Ouço o som do órgão, mas toda a congregação
foi embora". Com o lançamento de The Rising,
Springsteen conta que a música já estava pronta há
algum tempo, e era uma triste crônica sobre Asbury Park, a
pequena cidade de Nova Jersey que Bruce aprendeu a amar. Assim como
é uma música sobre a devastação da Nova
Jersey industrial, paixão da minha amiga Laura, é
sobre o terror e a tristeza dos nova-iorquinos, é sobre a
saturação urbana de São Paulo, envolta em uma
guerra social interminável, é sobre a minha Bauru,
definhante, privada de sua linha de trem e de seu time de futebol...
É claro que o 11 de setembro foi o catalisador
que provocou a gestalt destas canções. Inegável
o talento de Bruce em construir canções definitivas,
hinos que pontuam cada momento trágico da história
de seu país. Foi assim com "Born in the USA". Injustamente
utilizada como símbolo da era Reagan, é uma obra-prima
de crítica social, anti-belicista e arrasadora. É
o veterano que enterra o irmão no Vietnã e volta para
um país que o abandonou. "Filho, você não
entende?", é a resposta que lhe dão quando ele
procura um emprego. Desilusão, desconforto, a sensação
de estar no lugar errado na hora errada. É, o mundo não
mudou nada mesmo.
Mas
The Rising não é pessimista. Em algumas canções,
Springsteen quer mudanças, quer ver a humanidade colocar
para trás suas diferenças e os capítulos tristes
de sua história. Exemplo disto é a canção
que empresta o título ao disco. É um convite à
reconstrução dos EUA, do mundo e da vida que há
muito temos destruído. Em outras faixas, quer apenas seguir
vivendo, esquecer as tragédias para tentar gozar a vida.
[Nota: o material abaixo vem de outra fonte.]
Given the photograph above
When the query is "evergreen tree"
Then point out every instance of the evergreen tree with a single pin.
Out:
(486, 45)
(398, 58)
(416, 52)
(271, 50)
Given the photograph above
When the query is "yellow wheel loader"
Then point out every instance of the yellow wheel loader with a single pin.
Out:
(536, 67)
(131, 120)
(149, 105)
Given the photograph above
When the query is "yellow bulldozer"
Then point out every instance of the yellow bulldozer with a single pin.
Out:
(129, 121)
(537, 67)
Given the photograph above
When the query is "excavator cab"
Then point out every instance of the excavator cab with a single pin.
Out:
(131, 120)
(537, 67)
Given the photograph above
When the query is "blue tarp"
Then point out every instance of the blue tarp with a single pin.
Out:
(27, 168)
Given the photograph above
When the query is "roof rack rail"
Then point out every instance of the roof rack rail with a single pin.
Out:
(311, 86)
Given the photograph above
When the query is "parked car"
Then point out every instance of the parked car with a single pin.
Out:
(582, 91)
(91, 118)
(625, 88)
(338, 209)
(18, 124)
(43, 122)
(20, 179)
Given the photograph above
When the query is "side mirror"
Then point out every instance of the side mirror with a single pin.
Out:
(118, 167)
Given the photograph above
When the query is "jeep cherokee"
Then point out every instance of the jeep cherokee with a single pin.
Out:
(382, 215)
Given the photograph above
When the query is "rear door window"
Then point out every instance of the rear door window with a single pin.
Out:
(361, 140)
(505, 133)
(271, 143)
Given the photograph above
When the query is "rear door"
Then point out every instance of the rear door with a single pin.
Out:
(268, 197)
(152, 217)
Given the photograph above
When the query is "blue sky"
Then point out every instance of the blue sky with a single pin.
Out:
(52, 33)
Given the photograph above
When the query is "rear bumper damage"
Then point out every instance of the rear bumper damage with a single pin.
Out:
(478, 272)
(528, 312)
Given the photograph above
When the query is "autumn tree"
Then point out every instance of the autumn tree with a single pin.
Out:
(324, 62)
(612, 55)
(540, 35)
Como cronista, Bruce notou a fragilidade benéfica das pessoas
após os atentados. "Não sei quando teremos esta
chance, e os bons tempos sempre arrumam um jeito de acabar. Tenho
te observado há um bom tempo, sabia?". Sexo como terapia.
O mesmo tema de "Thunderoad", lá em 1975.
Mais do que universal, The Rising é
um disco simples, rock sem frescuras. Mostra Springsteen em grande
forma, fazendo turnês (nada de Brasil, pena) e brincando com
sua guitarra como se fosse um adolescente. O que é melhor:
passa longe da patriotada que poderia se esperar de um tributo ao
11 de setembro. Springsteen, ícone americano, é inteligente
demais para se perder em babaquices nacionalistas. De cego já
basta o presidente W. A música do século XXI não
poderia ter sido inaugurada de forma melhor.